Power: NV_fragment_program, DX9, ARB_fragment_program

Correct me if I’m wrong. If I were to order the “conditional power” of various fragment shading instruction sets, they’d come out (from best to worst) as:

DX9 PS2.0

I base this on the nVIDIA extension having extensive predication implemented through write-masking based on a set of condition codes, PS 2.0 having a very simple version of this, and ARB not having any predication or conditional write-masking.

While you can implement these things using SGE and multiplication, it seems like a piece of hardware that can “do more” must have a very good optimizer to actually recognize what’s going on, and evenso, it would be hit or miss whether the instruction sequence could be collapsed to a single conditional write mask.

Is this a correct interpretation, or have I over- or under-estimated the power of any of these instruction sets?

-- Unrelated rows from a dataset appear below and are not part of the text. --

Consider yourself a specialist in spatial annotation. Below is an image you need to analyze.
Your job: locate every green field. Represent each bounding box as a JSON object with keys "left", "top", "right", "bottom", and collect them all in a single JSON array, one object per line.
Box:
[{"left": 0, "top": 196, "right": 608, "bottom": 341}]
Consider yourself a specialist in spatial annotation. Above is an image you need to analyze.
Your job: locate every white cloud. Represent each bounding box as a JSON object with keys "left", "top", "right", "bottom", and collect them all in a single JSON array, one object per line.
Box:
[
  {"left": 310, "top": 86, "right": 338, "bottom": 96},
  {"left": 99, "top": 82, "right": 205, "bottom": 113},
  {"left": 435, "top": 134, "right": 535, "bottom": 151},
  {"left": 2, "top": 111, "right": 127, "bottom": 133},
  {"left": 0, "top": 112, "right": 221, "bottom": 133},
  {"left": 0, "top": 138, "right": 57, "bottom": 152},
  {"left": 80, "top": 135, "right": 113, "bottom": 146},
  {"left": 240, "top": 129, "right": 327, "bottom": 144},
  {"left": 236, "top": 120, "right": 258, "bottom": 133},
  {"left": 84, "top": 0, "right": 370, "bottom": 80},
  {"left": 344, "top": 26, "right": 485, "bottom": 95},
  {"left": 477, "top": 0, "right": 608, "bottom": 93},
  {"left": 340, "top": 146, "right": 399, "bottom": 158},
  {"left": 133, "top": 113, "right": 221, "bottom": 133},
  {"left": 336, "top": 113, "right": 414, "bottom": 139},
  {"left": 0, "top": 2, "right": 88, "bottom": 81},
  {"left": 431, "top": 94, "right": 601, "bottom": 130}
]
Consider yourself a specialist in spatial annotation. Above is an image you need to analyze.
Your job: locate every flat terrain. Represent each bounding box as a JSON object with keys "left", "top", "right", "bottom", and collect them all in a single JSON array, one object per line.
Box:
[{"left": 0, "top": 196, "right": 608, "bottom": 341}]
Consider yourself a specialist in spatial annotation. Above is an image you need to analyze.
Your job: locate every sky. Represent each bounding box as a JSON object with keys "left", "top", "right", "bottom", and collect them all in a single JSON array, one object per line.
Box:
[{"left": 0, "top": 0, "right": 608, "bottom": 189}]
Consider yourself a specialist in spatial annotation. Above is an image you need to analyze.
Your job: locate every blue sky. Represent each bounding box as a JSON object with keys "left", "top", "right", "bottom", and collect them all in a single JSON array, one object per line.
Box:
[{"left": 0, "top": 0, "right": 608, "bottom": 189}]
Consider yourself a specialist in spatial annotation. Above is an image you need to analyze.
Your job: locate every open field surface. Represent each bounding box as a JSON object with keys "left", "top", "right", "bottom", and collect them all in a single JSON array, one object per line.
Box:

I wouldn’t know enough to order the power of ARB_fragment_program vs. DX9, but in general that ordering probably holds (and for more than conditionals).

  • Matt

Sounds about right to me.


Well, here’s hoping there will be some commonly implemented extensions that add commonly occuring functionality (including conditionals) to the spec.

ARB_fragment_program_conditional_assignment perhaps :slight_smile:

Evan Hart from ATI said the ARB was working on ARB_vertex_program2 for flow control. I’m sure they are working on something similar for fragment programs. Since the 9700 supports DX9 pixel shaders and if they are more powerful than what’s currently available in GL, then it seems logical that ATI want’s to expose this.
Maybe other companies have hardware that can support the ARB_fp extension but only without the things you mention. Is that perhaps the reason it wasn’t included ?

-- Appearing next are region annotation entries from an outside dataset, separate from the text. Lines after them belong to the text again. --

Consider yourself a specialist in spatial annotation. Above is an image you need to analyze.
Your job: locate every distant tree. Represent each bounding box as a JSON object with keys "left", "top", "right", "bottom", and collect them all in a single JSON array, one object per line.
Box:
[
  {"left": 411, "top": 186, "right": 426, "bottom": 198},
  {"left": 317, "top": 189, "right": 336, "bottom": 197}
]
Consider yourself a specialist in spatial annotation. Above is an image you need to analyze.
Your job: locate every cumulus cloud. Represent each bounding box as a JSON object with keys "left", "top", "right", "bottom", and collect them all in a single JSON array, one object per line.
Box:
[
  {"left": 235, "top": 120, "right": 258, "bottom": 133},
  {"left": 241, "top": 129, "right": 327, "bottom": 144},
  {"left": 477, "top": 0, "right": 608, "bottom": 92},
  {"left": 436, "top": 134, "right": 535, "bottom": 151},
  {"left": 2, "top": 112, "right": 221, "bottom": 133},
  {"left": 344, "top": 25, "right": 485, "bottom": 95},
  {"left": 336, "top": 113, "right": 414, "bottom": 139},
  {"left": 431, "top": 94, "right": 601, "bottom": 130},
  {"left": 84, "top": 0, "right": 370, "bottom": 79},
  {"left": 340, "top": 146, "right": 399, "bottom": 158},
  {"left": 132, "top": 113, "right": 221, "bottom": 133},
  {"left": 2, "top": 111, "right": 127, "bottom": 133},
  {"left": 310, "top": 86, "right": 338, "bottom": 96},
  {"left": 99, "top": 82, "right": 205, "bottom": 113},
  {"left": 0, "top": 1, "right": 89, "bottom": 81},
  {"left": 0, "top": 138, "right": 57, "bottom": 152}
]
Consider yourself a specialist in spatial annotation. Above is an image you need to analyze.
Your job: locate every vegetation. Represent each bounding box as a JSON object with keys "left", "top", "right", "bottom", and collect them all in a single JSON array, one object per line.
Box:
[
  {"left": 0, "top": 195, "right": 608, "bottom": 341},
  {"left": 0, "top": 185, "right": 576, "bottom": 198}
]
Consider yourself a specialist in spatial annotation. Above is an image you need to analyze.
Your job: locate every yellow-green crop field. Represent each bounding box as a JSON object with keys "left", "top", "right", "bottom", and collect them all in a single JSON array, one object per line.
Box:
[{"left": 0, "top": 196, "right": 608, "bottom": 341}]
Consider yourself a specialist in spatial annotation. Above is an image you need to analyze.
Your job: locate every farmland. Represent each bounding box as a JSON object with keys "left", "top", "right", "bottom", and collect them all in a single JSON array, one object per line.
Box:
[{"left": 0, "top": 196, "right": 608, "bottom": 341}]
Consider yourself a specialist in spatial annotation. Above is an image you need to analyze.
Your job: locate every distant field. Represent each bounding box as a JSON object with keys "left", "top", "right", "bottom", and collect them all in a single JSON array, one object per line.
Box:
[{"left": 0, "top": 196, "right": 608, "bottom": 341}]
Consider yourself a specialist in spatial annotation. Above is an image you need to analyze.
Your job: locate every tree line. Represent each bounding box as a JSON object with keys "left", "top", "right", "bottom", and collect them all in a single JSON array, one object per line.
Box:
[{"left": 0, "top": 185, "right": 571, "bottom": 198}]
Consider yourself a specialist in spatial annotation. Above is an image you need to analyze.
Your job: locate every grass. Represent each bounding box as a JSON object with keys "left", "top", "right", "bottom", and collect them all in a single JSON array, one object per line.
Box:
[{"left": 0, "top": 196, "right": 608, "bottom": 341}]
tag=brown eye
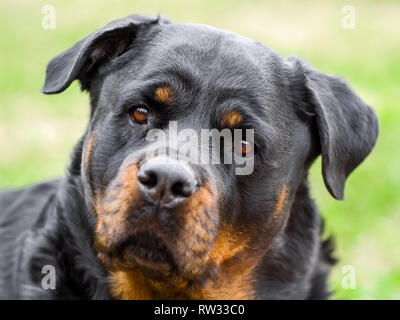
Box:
[131,107,149,124]
[239,140,253,157]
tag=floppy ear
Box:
[288,57,378,200]
[42,15,167,94]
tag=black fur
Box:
[0,15,378,299]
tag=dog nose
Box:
[138,157,197,208]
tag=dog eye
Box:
[131,107,149,124]
[238,140,254,157]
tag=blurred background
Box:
[0,0,400,299]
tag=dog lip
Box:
[112,228,175,275]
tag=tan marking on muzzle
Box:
[96,163,139,248]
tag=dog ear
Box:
[288,57,378,200]
[42,15,168,94]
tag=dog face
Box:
[43,15,377,298]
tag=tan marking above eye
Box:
[154,86,174,103]
[131,107,149,124]
[221,111,243,128]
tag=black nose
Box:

The current crop of cards (GF3, Radeon 8500) can probably support large chunks pf the current fragment program spec. Note the queries for dependency depth, instruction counts, etc. I guess that’s the good news (assuming they actually want to spend the considerable effort necessary to make this useable). Although most DX8 level cards probably have to choke out to software with some instructions, such as the SCALARops.

It was not a design goal of ARB_fragment_program to be compatible with “DX8” hardware.

  • Matt

I haven’t read the spec thoroughly just yet but it doesn’t seem possible to have multiple render targets. Is that correct ?
Is that for a future extension too or is it already exposed ?

Possible future extension.